Bei der Auslegung von Versicherungsbedingungen hat in der Vergangenheit die gesetzesähnliche Auslegung eine besondere Rolle gespielt.

Danach waren Versicherungsbedingungen unter Beachtung des wirtschaftlichen Zwecks der getroffenen Regelung und der gewählten Ausdrucksweise sowie des Sinns der Normierung, den sie für alle Beteiligte und für alle Fälle vernünftigerweise gleichmäßig haben muss, auszulegen.

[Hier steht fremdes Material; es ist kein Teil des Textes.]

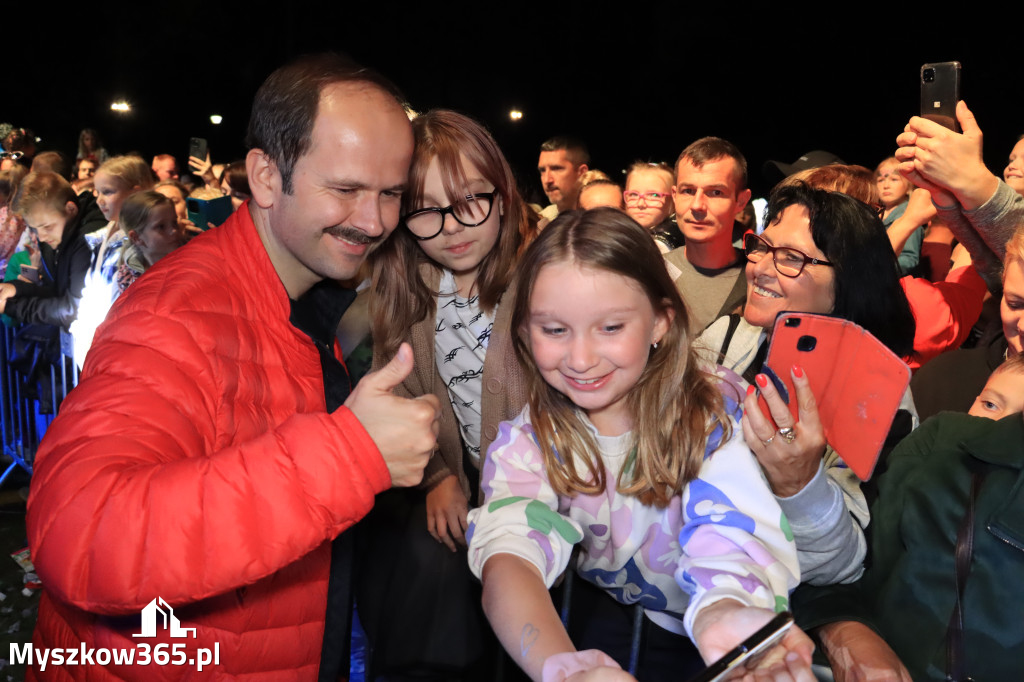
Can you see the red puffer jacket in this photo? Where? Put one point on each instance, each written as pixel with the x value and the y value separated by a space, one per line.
pixel 196 462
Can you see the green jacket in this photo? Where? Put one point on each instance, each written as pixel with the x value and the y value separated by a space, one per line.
pixel 908 592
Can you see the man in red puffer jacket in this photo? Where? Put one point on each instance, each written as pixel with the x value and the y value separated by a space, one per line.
pixel 213 450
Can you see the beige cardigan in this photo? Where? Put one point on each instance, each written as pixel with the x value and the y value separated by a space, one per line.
pixel 503 392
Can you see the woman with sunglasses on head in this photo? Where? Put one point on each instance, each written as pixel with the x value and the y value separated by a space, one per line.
pixel 441 284
pixel 821 252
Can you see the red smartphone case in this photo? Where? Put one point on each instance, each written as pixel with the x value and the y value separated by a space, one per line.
pixel 857 382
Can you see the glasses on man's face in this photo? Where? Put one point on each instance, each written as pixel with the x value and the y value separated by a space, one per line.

Bereits seit einiger Zeit kommt es nach der Rechtsprechung für die Auslegung entscheidend darauf an, wie ein durchschnittlicher Versicherungsnehmer (VN) die allgemeinen Versicherungsbedingungen bei verständiger Würdigung verstehen muss. Dabei kommt es auf die Verständnismöglichkeiten eines VN ohne versicherungsrechtliche Spezialkenntnisse und damit - auch - auf seine Interessen an. Zu Gunsten des Versicherungsnehmers sind die vom Versicherer verfolgten Zwecke bei der Auslegung nur dann maßgeblich, wenn sie in den Versicherungsbedingungen Ausdruck gefunden haben.

Die gesetzesähnliche Auslegung von Versicherungsbedingungen soll jedoch weiterhin greifen, wenn sie den Versicherungsnehmer besser stellt, als eine an dessen Verständnis orientierte Auslegung.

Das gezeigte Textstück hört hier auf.